«Miro el dolor del hambriento», decía César Vallejo, «y veo que su hambre anda tan lejos de mi sufrimiento, que de quedarme ayuno hasta morir, saldría siempre de mi tumba brizna de yerba al menos». Nos persigue un indiferente silencio que nos aleja tanto del otro que obstruye selectivamente las voces de esa elusiva suerte de otredad cohabitante, cuya existencia nos cuesta tanto admitir.
Una otredad fundamentalmente insatisfecha, por demás necesitada y desprovista de las cosas que muchos damos por sentado. Volvemos la cara hacia el otro lado. La necesidad es una cosa hedionda y amenazante, nos hiere en el orgullo de sentirnos «diferentes».
Diferentes al resto de América Central, de privaciones y tumultos, diferentes porque somos blanquiticos: nos duele, justamente, en el mito de que somos solidarios.
Estamos cauterizados para no ver las más evidentes injusticias, absortos dentro de los reducidísimos confines de nuestra piel: toda demanda es un eco difuso para quien ha olvidado cómo escuchar. Pero esto es, no solo una enfermedad propia de nuestro país, hay que decirlo, es un signo de nuestro tiempo.
En el prefacio de la primera edición de La idea de la justicia de Amartya Sen, recordamos a Pip, protagonista de la obra de Dickens Grandes esperanzas, quien decía que «no hay nada que se perciba y se sienta con tanta agudeza como la injusticia». Sin embargo, aquellas grandes esperanzas que narra Pip son hoy una apagada y disoluta quimera en el mundo y en nuestro país.
Privación de oportunidades. Uno de cada diez niños será excluido del sistema educativo. Si pensamos en la casuística, la cuestión se torna más grave: no es lo mismo ser un niño del área metropolitana que una niña de la periferia; ellas tienen un 25 % más probabilidades de quedar excluidas del sistema educativo.
Si esto no sucede en el primer y segundo ciclo, pasará en la secundaria, grado en el cual la probabilidad agregada de resultar expulsada del sistema aumenta marginalmente.
El entorno social de la periferia no ofrece las mismas oportunidades que la región central. La desigualdad en perspectiva agregada (la más elevada en los últimos 30 años), que ya de por sí es pasmosa (el ingreso promedio del 20 % más rico fue cerca de 15 veces más grande que el del 20 % más pobre), es superada significativamente en algunas regiones. En la Brunca y Huetar Norte, la concentración de la riqueza supera el promedio nacional.

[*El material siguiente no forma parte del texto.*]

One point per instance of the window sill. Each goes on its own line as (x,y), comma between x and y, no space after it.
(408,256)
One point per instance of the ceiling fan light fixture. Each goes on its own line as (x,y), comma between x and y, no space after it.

No es lo mismo nacer en Buenos Aires de Puntarenas, donde por tercer año consecutivo se muestran los índices de desarrollo humano menos halagadores, que en Belén o Montes de Oca.
La desigualdad se ha hecho tan manifiesta que, si somos lo suficientemente afortunados, desde Momentum Escazú, Multiplaza o el mercadito Combai es posible ver el sol poniéndose sobre Villa Esperanza o La Libertad.
Y con ignominiosa indolencia celebramos las aparentes emancipaciones que nos prodigan el sabernos afectos solo a la prisa de las tardes o a los infinitesimales espacios donde podemos permitirnos el lujo y el exceso.
Romantización de la pobreza. Ser, en la patriótica dimensión de existir en Costa Rica, implica la romantización de la pobreza: «Niño de Talamanca viaja diariamente siete kilómetros para asistir a su escuelita» y nos contentamos con un par de botas Colibrí y una capa. O «niña recibe sus lecciones virtuales a la orilla de la carretera para encontrar señal de Internet» y nos damos golpes de pecho con alguna que otra historia de superación, negando con ello el verdadero problema que subyace y persiste año tras año: la inquinada y oprobiosa desigualdad estructural.
En microhábitats coexisten realidades de lo más disímiles; hace 50 años las brechas se disimulaban porque el hijo del cogedor de café iba a la misma escuelita que el hijo del dueño del beneficio; hoy basta con nacer mujer en la costa o sencillamente un kilómetro muy al sur o muy al oeste para que la vida se marchite precozmente. La vida será una cuesta para todos, pero unos la recorren en bajada y otros en subida.
Hemos aprendido a dividir el átomo, pero no el pan. Sirva este recordatorio de las cosas que deben verdaderamente causar nuestro desvelo para reconsiderar nuestro privilegio y deshacernos de aquello que ha cauterizado nuestra empatía.
En ocasiones basta con mirar nuestra propia casa y las renuncias de las generaciones que nos preceden para saber que no somos sino el resultado de sus sacrificios y deserciones.
El autor es economista y abogado, especialista en Análisis de Efectividad de Políticas Públicas para el Desarrollo.